Tofersen is administered through a lumbar puncture. A doctor inserts a thin needle into the space around the spinal cord in the lower back and injects the drug. The final dosing regimen has not been released by Biogen.

How  is The ALS Association is supporting the development of tofersen?

The ALS Association was the first to invest in antisense technology targeting the second most common genetic cause of ALS - SOD1. We supported antisense research despite the high risk of the technology not coming to fruition. Our initial investment of $1.5 million to ALS researchers propelled the concept all the way from an academic laboratory in partnership with industry to testing the approach in the clinic.

Our approach to research, which focuses on translating concepts into therapies, facilitated the development of potential antisense treatments not only for ALS, but also for other neurodegenerative diseases, including Huntington’s disease, Alzheimer’s disease frontotemporal dementia and others. In this way, the value of our initial investment has ballooned from $1.5 million to more than $100 million.
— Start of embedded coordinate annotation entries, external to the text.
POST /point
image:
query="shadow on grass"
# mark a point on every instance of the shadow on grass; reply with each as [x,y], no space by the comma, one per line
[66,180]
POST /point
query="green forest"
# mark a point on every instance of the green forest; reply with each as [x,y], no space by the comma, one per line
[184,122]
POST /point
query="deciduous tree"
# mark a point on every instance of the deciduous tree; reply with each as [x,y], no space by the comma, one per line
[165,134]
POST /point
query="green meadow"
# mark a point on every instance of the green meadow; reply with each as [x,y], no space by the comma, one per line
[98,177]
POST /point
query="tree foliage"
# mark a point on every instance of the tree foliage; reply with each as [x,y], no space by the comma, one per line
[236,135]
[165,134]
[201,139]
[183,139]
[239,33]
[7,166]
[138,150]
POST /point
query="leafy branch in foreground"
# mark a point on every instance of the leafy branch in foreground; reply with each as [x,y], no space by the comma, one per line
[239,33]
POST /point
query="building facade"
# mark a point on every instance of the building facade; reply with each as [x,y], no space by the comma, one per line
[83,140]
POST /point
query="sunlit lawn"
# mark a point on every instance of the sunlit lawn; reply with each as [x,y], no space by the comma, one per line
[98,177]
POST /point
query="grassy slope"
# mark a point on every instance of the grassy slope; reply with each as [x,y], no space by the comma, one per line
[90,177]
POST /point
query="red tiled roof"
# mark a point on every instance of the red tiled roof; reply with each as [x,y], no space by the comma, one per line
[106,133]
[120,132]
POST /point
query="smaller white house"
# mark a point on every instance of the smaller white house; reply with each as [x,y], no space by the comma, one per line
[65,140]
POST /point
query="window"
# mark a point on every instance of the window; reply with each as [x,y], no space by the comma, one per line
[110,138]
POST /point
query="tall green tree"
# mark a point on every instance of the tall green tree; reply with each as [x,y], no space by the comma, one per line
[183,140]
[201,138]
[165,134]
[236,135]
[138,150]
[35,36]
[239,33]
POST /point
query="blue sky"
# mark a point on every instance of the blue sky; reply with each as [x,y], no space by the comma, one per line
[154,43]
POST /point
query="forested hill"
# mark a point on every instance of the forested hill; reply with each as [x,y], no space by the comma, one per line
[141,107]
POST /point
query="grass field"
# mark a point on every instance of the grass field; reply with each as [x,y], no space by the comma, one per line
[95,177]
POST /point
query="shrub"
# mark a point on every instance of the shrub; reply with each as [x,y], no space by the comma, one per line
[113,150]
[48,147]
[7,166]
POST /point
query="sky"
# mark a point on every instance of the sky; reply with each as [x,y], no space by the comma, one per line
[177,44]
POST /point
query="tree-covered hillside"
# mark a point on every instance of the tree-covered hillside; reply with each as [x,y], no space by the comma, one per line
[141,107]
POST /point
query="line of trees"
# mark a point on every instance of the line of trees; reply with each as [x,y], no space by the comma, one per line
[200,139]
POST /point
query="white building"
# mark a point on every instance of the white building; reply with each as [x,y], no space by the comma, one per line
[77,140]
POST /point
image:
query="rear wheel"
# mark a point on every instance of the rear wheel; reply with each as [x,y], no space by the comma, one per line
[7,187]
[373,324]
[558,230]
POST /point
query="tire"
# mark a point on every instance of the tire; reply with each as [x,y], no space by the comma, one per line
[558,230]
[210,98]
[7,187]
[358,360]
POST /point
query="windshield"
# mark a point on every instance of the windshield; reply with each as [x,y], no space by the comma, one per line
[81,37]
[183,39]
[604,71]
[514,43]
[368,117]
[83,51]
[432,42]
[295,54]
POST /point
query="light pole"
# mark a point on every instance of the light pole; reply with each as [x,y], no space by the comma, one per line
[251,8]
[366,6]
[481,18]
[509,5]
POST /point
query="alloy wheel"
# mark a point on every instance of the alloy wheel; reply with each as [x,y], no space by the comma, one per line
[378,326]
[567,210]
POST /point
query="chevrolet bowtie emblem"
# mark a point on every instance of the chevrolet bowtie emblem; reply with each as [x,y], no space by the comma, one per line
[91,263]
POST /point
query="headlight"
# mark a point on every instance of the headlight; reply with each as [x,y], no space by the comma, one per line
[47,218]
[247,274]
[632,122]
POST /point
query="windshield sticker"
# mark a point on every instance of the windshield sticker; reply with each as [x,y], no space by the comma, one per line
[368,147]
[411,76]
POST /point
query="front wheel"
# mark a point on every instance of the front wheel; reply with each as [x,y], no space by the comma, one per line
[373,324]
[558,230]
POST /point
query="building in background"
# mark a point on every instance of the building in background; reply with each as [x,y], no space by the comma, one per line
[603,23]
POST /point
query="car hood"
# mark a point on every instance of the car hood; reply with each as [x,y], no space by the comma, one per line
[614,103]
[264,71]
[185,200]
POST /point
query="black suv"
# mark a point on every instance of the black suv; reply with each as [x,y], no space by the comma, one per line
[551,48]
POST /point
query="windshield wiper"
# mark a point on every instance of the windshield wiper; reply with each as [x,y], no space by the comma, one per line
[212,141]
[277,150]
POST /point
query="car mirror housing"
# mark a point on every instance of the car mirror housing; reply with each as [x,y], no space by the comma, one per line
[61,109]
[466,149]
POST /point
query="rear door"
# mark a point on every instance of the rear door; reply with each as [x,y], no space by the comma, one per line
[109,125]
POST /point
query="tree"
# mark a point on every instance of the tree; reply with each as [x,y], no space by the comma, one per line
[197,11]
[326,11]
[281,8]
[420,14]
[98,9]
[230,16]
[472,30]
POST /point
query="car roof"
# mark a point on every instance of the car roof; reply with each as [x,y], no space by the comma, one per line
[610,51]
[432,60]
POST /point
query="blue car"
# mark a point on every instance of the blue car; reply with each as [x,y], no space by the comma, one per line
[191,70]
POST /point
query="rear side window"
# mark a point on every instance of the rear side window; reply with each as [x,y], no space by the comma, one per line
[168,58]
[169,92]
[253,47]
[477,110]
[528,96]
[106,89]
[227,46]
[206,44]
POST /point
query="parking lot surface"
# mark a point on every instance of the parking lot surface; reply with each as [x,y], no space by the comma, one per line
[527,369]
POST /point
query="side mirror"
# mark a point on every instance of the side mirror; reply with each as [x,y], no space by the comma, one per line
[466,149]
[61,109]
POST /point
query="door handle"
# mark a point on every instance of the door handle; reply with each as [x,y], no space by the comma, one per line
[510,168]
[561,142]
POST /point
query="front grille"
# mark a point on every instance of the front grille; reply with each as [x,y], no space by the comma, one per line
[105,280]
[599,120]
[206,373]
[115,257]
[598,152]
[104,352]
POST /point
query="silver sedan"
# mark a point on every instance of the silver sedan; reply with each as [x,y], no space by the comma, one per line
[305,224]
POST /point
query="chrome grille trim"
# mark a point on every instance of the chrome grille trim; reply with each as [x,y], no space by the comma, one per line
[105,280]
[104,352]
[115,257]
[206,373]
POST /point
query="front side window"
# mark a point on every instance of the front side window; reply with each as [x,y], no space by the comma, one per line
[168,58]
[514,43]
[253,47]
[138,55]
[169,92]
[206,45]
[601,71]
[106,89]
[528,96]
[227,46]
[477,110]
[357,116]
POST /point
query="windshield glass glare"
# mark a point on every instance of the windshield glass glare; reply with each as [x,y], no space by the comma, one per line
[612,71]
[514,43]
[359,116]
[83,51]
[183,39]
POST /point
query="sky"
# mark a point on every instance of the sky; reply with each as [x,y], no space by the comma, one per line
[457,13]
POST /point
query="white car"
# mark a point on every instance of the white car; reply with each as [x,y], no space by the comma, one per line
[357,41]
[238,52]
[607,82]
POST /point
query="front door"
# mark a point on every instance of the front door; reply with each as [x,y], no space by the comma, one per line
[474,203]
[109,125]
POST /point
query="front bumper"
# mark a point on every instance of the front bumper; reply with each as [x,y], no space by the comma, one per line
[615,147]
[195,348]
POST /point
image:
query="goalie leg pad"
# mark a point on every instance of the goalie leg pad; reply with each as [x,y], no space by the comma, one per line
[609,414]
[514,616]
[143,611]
The Association has also provided close to $1M of direct funding to three different projects including late-stage preclinical study and early clinical phase 1 trial. Furthermore, we provided complementary funding to NEALS for trial infrastructure for tofersen’s early clinical phase 1 trial.

In December 2016, the FDA approved an antisense drug, Spinraza, targeting spinal muscular atrophy, a common neuromuscular disease and the leading genetic cause of death in infants and toddlers. This is the first approved treatment for this fatal disorder. This success gives us much hope for the future of antisense therapies targeting ALS.

How can people with ALS access tofersen?

Biogen has expanded eligibility for its ongoing early access program (EAP) to all people with SOD1-ALS, in countries where such programs are permitted by local regulations and future access may be secured. Learn more here.

Learn more about tofersen

Biogen’s website here.

Read past ALS Association blogs featuring tofersen here:

Learn more about the recently completed Phase 3 clinical trial on the Northeast Amyotrophic Lateral Sclerosis Consortium (NEALS) page.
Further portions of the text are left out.